University of Sussex Students Union, Falmer House, Falmer, Brighton, BN1 9QF


Is there something you don't understand? Use our glossary to find out:

Notice something that isn’t included here?  Send us a message and we’ll ad it to our glossary!

SEASALT: SEASALT or South East Students Autonomously Living Together is a student housing co-operative based in Brighton, UK. Established in 2018, SEASALT aims to provide affordable, democratic and sustainable housing to students. SEASALT is also involved on campaigns for housing justice amongst other things. 

Brighton and Hove Community Land Trust (BHCLT): “We are a grassroots movement enabling, and campaigning for, community led development in Brighton & Hove, led by our large and diverse membership of local people and accountable to them and the wider community.” In short, a local land trust campaigning for sustainable, fair land use in Brighton and Hove – led by local people. We have a partnership with BHCLT where they have helped us purchase our first house which we will lease from them on a long term basis.

Landlord: A landlord is the owner of a house, apartment or land etc which is rented or leased to an individual or business, who is called a tenant. 

Tenant: A person who holds, occupies, or possesses land or property either via a lease or by paying rent. 

Tenancy agreement:  A tenancy agreement is a contract between a tenant (i.e you) and a landlord. Usually, a tenancy agreement requires that you to at least pay rent at regular intervals but the other terms in the contract can vary a lot. At SEASALT, we have aimed to make our tenancy agreement fair and flexible. 

Rent: A payment made, usually on a fixed regulars basis by a tenant, for use or occuonacy of a property/building. 

Lease: A contractual arrangement that requires for the lessee (user) to pay the lessor (owner) for use of an asset. Property, buildings and vehicles are common assets that are ‘leased’. In our case, we have a long-term lease with Brighton and Hove community land trust (BHCLT) for our house. 

Co-operative (co-op): “Co-operatives be it housing or business, are not for profit and democratic organisatons run for and by their members” – Community Led Homes

Housing co-operative: A housing co-operative is a model of housing whereby tenants, who make up the members of the co-operative, have control over the property they call home. Through the co-operative’s ownership of the property, members are directly responsible for running it. See: ‘What is a housing co-op?’

Affordable housing: Housing that a household can pay for, while still having money left over for other necessities like food, transportation, and health care. In the UK, affordable housing is classed as any that is rented/sold at 80% or less of the local market rate/value. 

Housing Crisis: The housing crisis refers to the dire housing market situation in the UK and can be used to describe other countries around the world. the main drivers of the housing crisis are 1) a lack of affordable housing stock 2) House prices and rents rising faster then incomes 3) Unsustainable and unequal landownership and use with large amounts of public land being sold off. 

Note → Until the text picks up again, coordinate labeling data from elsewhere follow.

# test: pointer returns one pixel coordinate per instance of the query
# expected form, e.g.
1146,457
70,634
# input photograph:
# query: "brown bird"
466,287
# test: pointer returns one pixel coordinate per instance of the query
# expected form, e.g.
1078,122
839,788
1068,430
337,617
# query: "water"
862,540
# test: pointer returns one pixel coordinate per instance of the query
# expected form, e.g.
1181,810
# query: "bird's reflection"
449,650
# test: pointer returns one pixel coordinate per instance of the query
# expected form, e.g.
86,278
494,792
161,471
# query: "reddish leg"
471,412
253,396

Retrofitting: The addition of new technology or features to older systems i.e the process of renovating and updating. In our case, this applies to upgrading our house by installing new energy efficient windows, insulation and appliances. Also accessibility improvements such as step free access and more.

Share offer: An investment where people can buy shares in a company, co-op or project in return for an expected yearly interest.  A share offer is usually run by co-ops to raise capitol for their projects. Investors can buy into a sustainable, ethical proposal. Similar to crowd funding but the funders get a return and thus then project can work for the people that bought the shares as well as getting them involved in the project. 

The Co-operative Economy: The economy and economic theory that encompasses co-ops and their model of democracy, affordability and sustainability. Whilst this primarily focuses on co-ops as a model, the co-op economy also encompasses other aspects of progressive economics such as the zero waste ‘circular economy’ reaching net zero carbon emissions via a ‘Green New Deal’, community ownership of key public services and more power to invest in local communities putting people and planet before profit.  The Co-op economy could form a subset of the wellbeing economy championed by activist Laura Sharples from Brighton. 

Circular Economy: An economic system aimed at eliminating waste and the continual use of resources. Sustainability and longevity of resources are paramount. Different to a traditional linear economy that is based on growth and a ‘take, make, waste’ approach (sustainability and waste come second to what is usually financial growth). 

Green New Deal: The Green New Deal aims to put the environment and climate change at the heart of the economy. Create well paid jobs in new green industries, transitioning our energy system, building new infrastructure and investing in our economic system. 

Community wealth building: Community Wealth Building is an approach, developed initially by the Democracy Collaborative in the United States, which aims to ensure the economic system builds wealth and prosperity for everyone.